Prague, the capital of the Czech Republic, is one of my favourite travel destinations. It gets an entire 5-star rating from me. 😉
The region was settled as early as the Paleolithic age. Jewish chronicler David Solomon Ganz, citing Cyriacus Spangenberg, claimed that the city was founded as Boihaem in c. 1306 BC by an ancient king, Boyya.
Around the fifth and fourth century BC, a Celtic tribe appeared in the area, later establishing settlements including an oppidum in Závist, a present-day suburb of Prague, and naming the region of Bohemia, which means “home of the Boii people.” In the last century BC, the Celts were slowly driven away by Germanic tribes.
In the late 5th century AD, during the Great Migration Period following the collapse of the Western Roman Empire, the Germanic tribes living in Bohemia moved westwards and, probably in the 6th century, the Slavic tribes (Venedi) settled the Central Bohemian Region. In the following three centuries, the Czech tribes built several fortified settlements in the area.
What Not to Miss
The 13th century Staromestske Namesti (Old Town Square) offers stunning Gothic, Baroque and Rococo architecture. It is a UNESCO World Heritage Site.
Karlův Most (Charles Bridge) connects the Old town with the Lesser Town and crosses the River Vltava. Construction started in 1357, and it is 516 meters long. It is also a UNESCO World Heritage Site.
St Vitus Cathedral and Prague Castle are both significant historic buildings. The cathedral is the burial place of the former Czech kings and the home of the Czech Crown Jewels.
The Old Town Hall with its magnificent astronomical clock is an absolute must-see! Built in 1338, it was used as the administrative seat for Prague’s Old Town. The lookout gallery on the tower offers the most beautiful view of Prague. The clock performs a delightful “play” at midday every day – don’t miss it.
Wear very comfortable, sturdy shoes when exploring Prague. Many streets are cobbled, which can quickly lead to sore feet.
Public transport is excellent. I suggest using the tram system to get around. Don’t forget that the Metro (underground) stops operating at midnight! (Buses and trams run throughout the night)

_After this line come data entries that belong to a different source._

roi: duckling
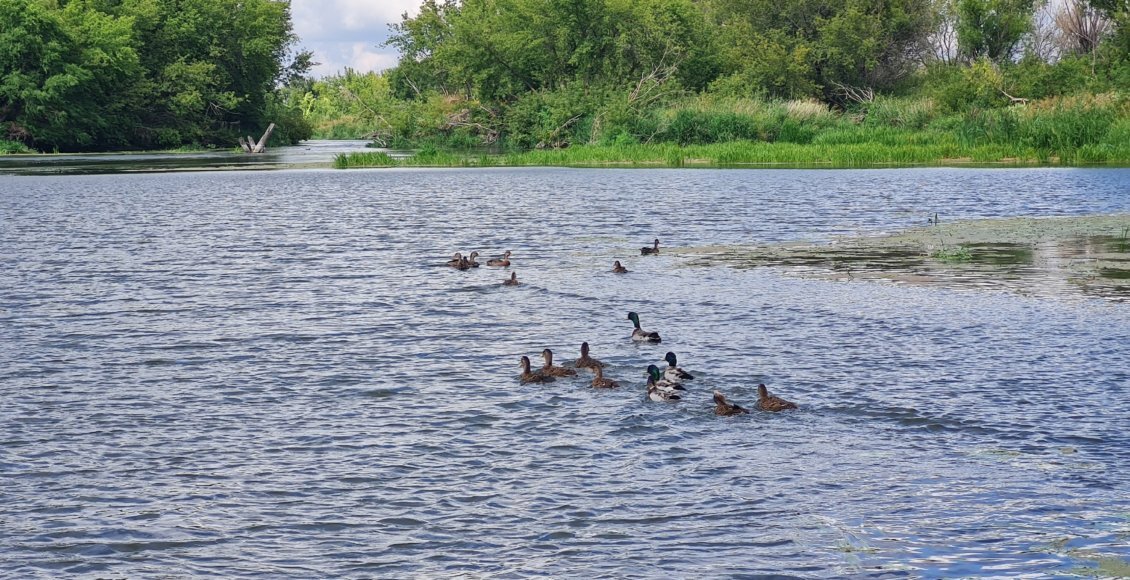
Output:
[538,348,576,376]
[663,353,695,382]
[592,366,620,389]
[647,364,687,391]
[757,384,797,413]
[487,250,510,268]
[714,391,749,417]
[573,343,605,369]
[518,355,554,384]
[647,365,683,402]
[628,312,663,344]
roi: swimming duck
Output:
[647,364,687,391]
[663,353,695,382]
[757,384,797,413]
[518,355,554,384]
[447,252,466,270]
[647,365,683,402]
[714,391,749,417]
[592,366,620,389]
[538,348,576,376]
[573,343,605,369]
[628,312,663,344]
[487,250,510,267]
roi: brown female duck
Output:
[757,384,797,413]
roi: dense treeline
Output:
[0,0,311,150]
[300,0,1130,161]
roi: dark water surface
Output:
[0,168,1130,578]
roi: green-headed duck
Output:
[573,343,605,369]
[518,355,554,384]
[487,250,510,268]
[663,353,695,382]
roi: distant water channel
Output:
[0,146,1130,578]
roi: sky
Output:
[290,0,421,77]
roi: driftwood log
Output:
[240,123,275,153]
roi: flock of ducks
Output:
[447,239,797,416]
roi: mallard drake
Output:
[663,353,695,382]
[647,364,687,391]
[518,355,554,384]
[573,343,605,369]
[538,348,576,376]
[592,366,620,389]
[628,312,663,344]
[446,252,466,270]
[757,384,797,413]
[714,391,749,417]
[647,365,683,402]
[487,250,510,267]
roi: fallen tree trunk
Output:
[240,123,275,153]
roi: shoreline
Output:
[679,214,1130,302]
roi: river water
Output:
[0,153,1130,578]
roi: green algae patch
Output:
[679,214,1130,301]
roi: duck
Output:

If you sit down to eat at a restaurant and find bread or pretzels on the table, note that they are not complimentary. If you don’t plan on eating them, ask the waiter to take it away. Whether you eat the food or not, you will be charged. This happens mainly in the tourist areas of town.
Best Time of Year to Visit
Prague gets extremely busy in the summer. To get good weather and fewer crowds, I suggest you stay in the Autumn or Spring. October is my favourite month in Prague. Alternatively, the weeks leading up to Christmas is a magical time in Prague. Classical musicians perform outdoors in the Old Town, creating a wonderful atmosphere.